La Commission scolaire des Laurentides entend augmenter de 150% en trois ans les frais de transport scolaire que doivent payer les parents. Les coûts varient d'ailleurs considérablement d'une commission scolaire à une autre, une situation inéquitable que déplore le Vérificateur général dans son dernier rapport. Il invite le ministère de l'Éducation à revoir ses règles de financement.

D'ici trois ans, sur le territoire de la Commission scolaire des Laurentides, les parents qui ont un enfant inscrit dans une concentration à une école qui n'est pas celle de son secteur verront les frais de transport scolaire passer de 250$ à 625$.

Cette décision, entérinée par le conseil des commissaires, est loin de faire l'unanimité. La dernière réunion, au cours de laquelle des dizaines de parents et d'enseignants ont voulu poser des questions, a d'ailleurs été passablement houleuse.

Danièle Savoie, présidente du comité de parents et représentante des parents au conseil des commissaires, estime que cette mesure n'est pas équitable, surtout dans un contexte où plusieurs de ces écoles se trouvent dans un secteur défavorisé.

«Il s'agit d'une grosse augmentation, et elle réduit les chances d'accès à ces concentrations. Pour des parents qui seraient «sur la ligne», c'est un pensez-y-bien. Nous sommes persuadés qu'on enlève à certains enfants la chance de s'inscrire dans les concentrations», déclare Mme Savoie.

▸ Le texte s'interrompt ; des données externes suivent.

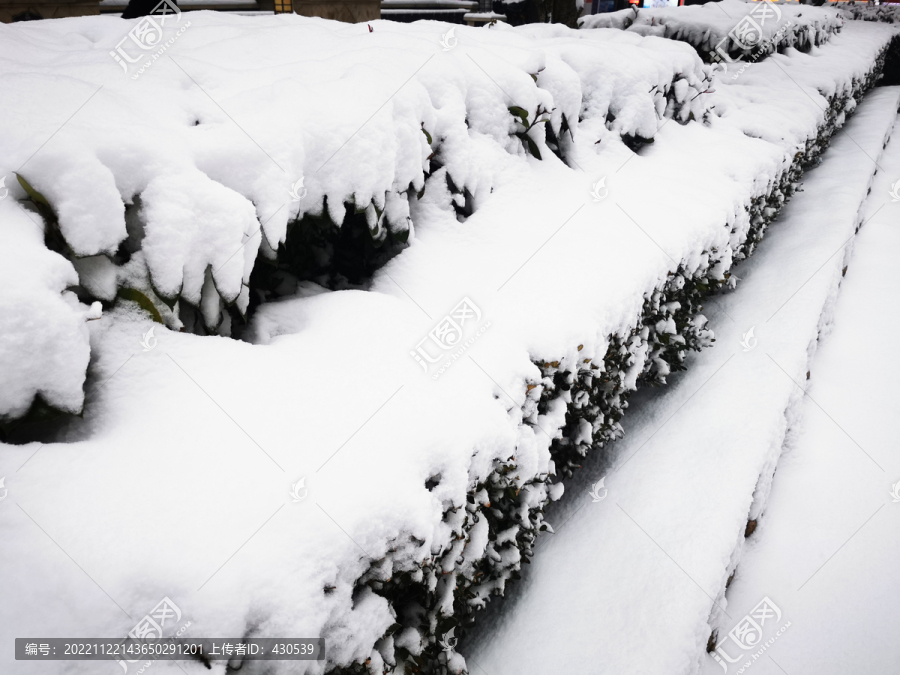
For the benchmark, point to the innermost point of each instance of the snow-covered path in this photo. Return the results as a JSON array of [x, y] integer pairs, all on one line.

Plusieurs parents qui ont joint La Presse croient que cette augmentation des frais de transport met en péril la survie des programmes spéciaux régionaux (concentrations). Elle risque aussi de nuire à la motivation des élèves.

Une lettre a été adressée au commissaire aux plaintes du ministère de l'Éducation, du Loisir et du Sport. Des parents ont aussi rencontré leur député.

Réduire le déficit

La Commission scolaire des Laurentides compte quelque 8000 élèves, répartis sur un vaste territoire qui regroupe 29 municipalités au nord de Montréal. Elle vit un important problème de décroissance.

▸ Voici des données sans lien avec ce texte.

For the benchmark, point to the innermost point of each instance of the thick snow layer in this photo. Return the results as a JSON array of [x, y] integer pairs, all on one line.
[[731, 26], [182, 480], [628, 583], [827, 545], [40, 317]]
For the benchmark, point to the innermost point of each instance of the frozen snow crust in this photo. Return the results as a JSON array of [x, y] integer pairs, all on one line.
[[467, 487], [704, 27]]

Au total, 360 élèves sont touchés par la mesure, explique la secrétaire générale de la commission scolaire, Marie-Josée Lorion, qui demande aux parents «un geste de collaboration».

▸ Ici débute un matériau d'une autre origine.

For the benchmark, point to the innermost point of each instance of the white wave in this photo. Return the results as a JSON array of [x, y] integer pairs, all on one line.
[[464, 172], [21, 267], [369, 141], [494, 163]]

La commission scolaire est aux prises avec un déficit récurrent depuis plusieurs années. Il est évalué cette année à 170 000$ sur un budget d'un peu plus de 9 millions de dollars.

La hausse annoncée ne permettra pas d'absorber complètement les coûts de transport, qui sont de 1969$ par année pour un élève hors secteur inscrit dans une concentration, précise la secrétaire générale.

«Le territoire est très vaste, très étendu. Il est certain que lorsqu'un élève du secteur Sud souhaite s'inscrire dans la concentration musique dans le secteur Nord, ça implique beaucoup de frais supplémentaires», explique Mme Lorion.

En plus de réduire en partie le déficit, l'objectif de cette mesure est aussi de dégager des ressources financières pour un autre problème: le transport des élèves les plus éloignés.

Certains font jusqu'à 90 minutes de transport matin et soir pour se rendre à l'école de leur secteur, fait valoir Mme Lorion. La commission scolaire souhaite limiter le temps de transport à 60 ou 75 minutes.

Des parents ont proposé à la commission scolaire de créer une table de concertation et de discuter des solutions envisageables. L'idée a été rejetée.

«Nous ne sommes pas contre une augmentation. L'inquiétude vient du fait que, si on élimine tous les jeunes qui viennent de l'extérieur, on risque de mettre en péril les options parce que la commission vit une baisse de fréquentation importante», souligne Bernard Bouclin, parent d'un élève inscrit en musique à Curé-Mercure, mais qui ne paie pas de frais de transport puisqu'il s'agit de l'école de son secteur.

Beaucoup d'élèves inscrits dans les concentrations proviennent d'un secteur qui n'est pas celui de l'école.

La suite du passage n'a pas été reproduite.